トワイライト〜ふたりで奏でる最高の歌〜

夜海 side


朝ちゃんから初めて聞いた、朝ちゃん自身の話に涙が止まらなくなる。

「……話してくれて、ありがとうっ」

「フフッ、なんでよるが泣くのよ〜私までまた泣いちゃうからやめてよね」

朝ちゃんは潤んだ瞳のまま、私の頬に伝う涙を優しく拭う。

朝ちゃんの無邪気な笑顔の裏には、傷ついた朝ちゃんがいたんだ。

そりゃ、私があんなふうに言ったの、辛かったはずだよね。

「ほんとにごめんね、朝ちゃん」

「だからー!もーいいのー!よるには感謝しかない。昨日、よるが投稿してくれた曲で、私はもう全部吹っ切れてる!」

朝ちゃんはそう言って再び私をギュッと抱きしめる。

「うん、ありがとうっ」

「それにしてもすごいよね。まさか同時に曲を投稿するなんて」

「ほんとだね。朝ちゃんの作詞作曲なんて貴重すぎて。それに、ピアノも弾けたなんて!」

朝ちゃんのまた新しい一面を知ることができて嬉しい。

「へへ、実はお母さんがピアノしてたから、小さい頃よく一緒に弾いてて。作詞作曲は、最初で最後だから!」

「えっ、どうして!?」

「よるみたいにうまくないし、あれも本当は非公開にしたいぐらい恥ずかしいんだからっ。3日かかっちゃったし」

「え!非公開なんてダメ!すごく素敵なんだから!」

「ん。よるに褒められたら十分。ありがとう。よるのほうこそ、私にお熱いラブレターありがとうね。よるが私のことを大好きで、トワイライトが大好きってこともすんごく伝わった」

ちょっと冷やかすように朝ちゃんがそう言うから、みるみるうちに私の耳も熱くなる。

「フフッ、顔真っ赤」

「もう!朝ちゃんいじわるっ!」

ラブレターは深夜に書かないほうがいいと聞いたことがあるけれど、私が朝ちゃんに届けた曲はまさにそれを表していると思う。

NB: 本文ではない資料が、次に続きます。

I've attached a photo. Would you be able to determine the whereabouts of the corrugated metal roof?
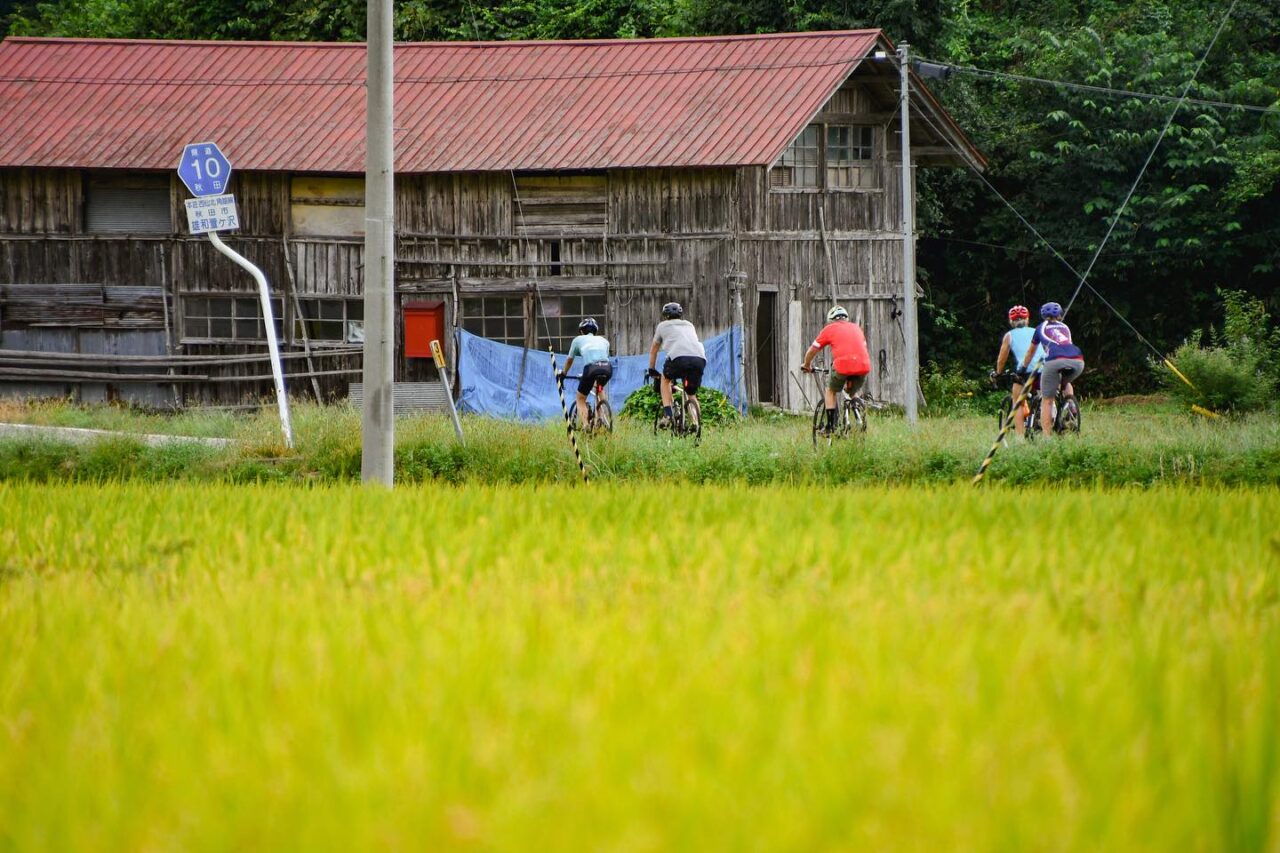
[0,29,967,173]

でも、そんな深夜のテンションが、嘘偽り無い本心なのも事実だ。

「ねぇ、よる。今から歌おうよ」

「え?」

「よるのラブレター」

「……深夜テンションラブレターを朝に歌わせるなんて、やっぱり朝ちゃんいじわる!」

「好きな子のことはいじめたくなるもんなの」

「っ、もう!」

「あ、怒った?歌わない?」

「……歌いたい、朝ちゃんと」

朝ちゃんが、満足そうに笑い、私は背負っていたギターを取り出す。

窓の外では、朝日が少しずつ強くなっていた。

静かな旧校舎。
誰もいない放送室。

ぽろろんとギターを鳴らし、私たちふたりの声が重なった。